While my article on things I've learned on exploratory testing APIs (spoiler: self-confidence, we know more than we give ourselves credit for!) is being reviewed and finalized, I needed to write a bit about some recent discoveries of how much I love legacy and history.
I was thinking back to APIs I've run into, some today:
I still don't care of all the details behind. But if we made it, we surely can test it too. And enjoy ourselves while at it.

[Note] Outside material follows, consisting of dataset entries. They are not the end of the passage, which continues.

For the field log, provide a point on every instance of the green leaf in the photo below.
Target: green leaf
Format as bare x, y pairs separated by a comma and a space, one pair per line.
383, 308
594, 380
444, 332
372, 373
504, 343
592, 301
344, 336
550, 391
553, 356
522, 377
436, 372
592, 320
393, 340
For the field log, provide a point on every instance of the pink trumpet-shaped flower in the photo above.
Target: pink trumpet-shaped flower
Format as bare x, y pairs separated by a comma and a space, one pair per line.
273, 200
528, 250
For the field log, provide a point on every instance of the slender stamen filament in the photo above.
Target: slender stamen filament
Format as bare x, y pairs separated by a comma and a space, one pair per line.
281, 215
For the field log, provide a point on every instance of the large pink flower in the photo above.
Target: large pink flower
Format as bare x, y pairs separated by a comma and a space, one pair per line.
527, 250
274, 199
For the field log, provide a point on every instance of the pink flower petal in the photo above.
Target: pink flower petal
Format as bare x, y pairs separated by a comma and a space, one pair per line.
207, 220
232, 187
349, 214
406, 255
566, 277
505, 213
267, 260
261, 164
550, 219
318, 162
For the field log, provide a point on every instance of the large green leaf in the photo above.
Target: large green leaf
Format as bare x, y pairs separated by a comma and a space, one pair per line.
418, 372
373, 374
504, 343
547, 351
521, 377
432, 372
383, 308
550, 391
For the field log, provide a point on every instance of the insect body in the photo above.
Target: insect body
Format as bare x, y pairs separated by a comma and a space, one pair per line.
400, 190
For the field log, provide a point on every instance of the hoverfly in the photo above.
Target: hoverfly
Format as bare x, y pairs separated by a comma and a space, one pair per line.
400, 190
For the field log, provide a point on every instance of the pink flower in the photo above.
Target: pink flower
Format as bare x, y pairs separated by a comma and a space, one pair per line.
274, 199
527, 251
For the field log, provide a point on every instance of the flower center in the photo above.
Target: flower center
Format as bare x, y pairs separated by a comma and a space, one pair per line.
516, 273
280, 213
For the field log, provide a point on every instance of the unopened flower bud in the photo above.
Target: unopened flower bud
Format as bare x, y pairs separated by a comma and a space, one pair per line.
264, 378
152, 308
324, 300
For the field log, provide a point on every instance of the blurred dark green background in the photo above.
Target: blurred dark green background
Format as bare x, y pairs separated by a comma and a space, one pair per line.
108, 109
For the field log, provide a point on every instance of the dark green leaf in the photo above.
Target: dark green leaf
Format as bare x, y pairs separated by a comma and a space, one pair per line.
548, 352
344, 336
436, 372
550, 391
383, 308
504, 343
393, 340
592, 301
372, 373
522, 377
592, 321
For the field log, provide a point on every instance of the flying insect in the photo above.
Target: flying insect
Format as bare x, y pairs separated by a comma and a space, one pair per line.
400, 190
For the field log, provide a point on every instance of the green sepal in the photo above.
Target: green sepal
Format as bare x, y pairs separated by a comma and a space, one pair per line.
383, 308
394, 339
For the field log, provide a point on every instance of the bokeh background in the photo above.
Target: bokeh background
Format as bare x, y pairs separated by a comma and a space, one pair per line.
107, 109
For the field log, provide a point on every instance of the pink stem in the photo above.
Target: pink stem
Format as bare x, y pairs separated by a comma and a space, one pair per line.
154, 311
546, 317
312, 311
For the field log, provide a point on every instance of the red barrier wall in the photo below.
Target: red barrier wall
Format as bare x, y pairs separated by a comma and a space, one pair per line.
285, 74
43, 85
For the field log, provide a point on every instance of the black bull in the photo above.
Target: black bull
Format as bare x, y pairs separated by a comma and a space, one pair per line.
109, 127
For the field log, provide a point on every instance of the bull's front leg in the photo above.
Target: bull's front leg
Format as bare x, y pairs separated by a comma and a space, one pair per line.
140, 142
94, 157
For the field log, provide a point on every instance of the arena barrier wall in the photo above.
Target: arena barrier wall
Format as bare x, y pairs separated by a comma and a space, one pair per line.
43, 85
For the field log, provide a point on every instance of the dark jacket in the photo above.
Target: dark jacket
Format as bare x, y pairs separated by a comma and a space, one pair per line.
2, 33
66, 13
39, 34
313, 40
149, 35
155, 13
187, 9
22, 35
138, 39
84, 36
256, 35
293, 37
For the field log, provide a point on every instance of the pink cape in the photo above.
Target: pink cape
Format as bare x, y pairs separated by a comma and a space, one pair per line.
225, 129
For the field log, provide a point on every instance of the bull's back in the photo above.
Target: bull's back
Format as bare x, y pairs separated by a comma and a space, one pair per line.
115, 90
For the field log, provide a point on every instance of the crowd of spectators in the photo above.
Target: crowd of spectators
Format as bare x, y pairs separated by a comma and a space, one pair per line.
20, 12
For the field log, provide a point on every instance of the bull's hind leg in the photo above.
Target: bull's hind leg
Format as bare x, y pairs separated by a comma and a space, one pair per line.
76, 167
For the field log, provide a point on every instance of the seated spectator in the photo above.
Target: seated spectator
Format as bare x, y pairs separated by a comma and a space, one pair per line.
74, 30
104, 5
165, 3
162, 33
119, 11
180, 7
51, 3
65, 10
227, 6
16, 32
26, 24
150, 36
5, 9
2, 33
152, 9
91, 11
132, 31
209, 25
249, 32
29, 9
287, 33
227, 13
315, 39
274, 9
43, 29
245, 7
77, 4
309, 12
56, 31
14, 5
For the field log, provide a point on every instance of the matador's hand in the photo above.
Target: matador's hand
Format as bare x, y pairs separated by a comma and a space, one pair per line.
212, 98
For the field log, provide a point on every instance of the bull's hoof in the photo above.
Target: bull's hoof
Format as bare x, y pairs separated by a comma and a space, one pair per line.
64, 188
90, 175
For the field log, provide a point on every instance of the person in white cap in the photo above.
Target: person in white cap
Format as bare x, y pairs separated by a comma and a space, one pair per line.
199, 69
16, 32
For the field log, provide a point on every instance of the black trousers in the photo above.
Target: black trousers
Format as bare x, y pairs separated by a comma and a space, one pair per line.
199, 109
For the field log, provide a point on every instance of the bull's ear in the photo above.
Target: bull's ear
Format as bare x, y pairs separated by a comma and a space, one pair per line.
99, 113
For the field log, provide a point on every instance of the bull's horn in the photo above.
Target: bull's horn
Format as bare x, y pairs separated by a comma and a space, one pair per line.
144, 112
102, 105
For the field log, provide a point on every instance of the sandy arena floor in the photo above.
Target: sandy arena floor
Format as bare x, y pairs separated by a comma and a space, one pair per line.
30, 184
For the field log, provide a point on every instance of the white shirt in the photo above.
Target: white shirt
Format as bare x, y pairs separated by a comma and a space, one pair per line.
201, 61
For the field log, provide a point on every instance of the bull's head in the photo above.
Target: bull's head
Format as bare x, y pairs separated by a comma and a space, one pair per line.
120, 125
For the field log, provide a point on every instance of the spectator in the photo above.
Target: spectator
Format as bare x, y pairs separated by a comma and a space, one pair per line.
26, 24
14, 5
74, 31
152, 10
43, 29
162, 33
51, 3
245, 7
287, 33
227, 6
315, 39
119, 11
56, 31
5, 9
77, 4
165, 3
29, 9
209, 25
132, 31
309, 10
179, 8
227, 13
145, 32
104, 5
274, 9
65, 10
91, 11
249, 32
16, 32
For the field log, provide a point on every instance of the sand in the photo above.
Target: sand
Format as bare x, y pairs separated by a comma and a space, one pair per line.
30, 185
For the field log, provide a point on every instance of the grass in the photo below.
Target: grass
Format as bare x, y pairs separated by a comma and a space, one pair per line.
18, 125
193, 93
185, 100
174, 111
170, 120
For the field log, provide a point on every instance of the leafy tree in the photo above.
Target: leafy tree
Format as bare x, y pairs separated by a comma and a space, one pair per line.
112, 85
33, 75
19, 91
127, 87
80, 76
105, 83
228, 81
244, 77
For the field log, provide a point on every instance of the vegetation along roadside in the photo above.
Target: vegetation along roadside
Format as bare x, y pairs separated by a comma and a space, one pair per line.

I was thinking back to APIs I've run into, some today:
- APPC (Fixed length messaging) on mainframes
- Text parameters over COM
- Complicated XML over SOAP request-response combinations
- URL-like REST services
- public classes in various libraries
- protocol implementations based on a RFC
The detail I was realizing that for me, the technology was never the key. The developers I would work with would seem to twist themselves in weird ways to emphasize how we needed a complete rewrite for a better technology. I was enjoying myself with the ideas of forgetting the technology and just taking it as it is, considering how we could make the best out of what we have - what feedback would be relevant.
I find I bring two things into the discussions around APIs right now as a tester:
- Feedback brings in discipline. We remove stuff we don't use. We clear up the names. We're more specific about the changes we communicate outside.
- We talk more of why than just the how. We go back to the sources of requirements to question things we take for granted. I suspect we keep learning again and again that thinking of the purposes of use we will end up with simpler solutions.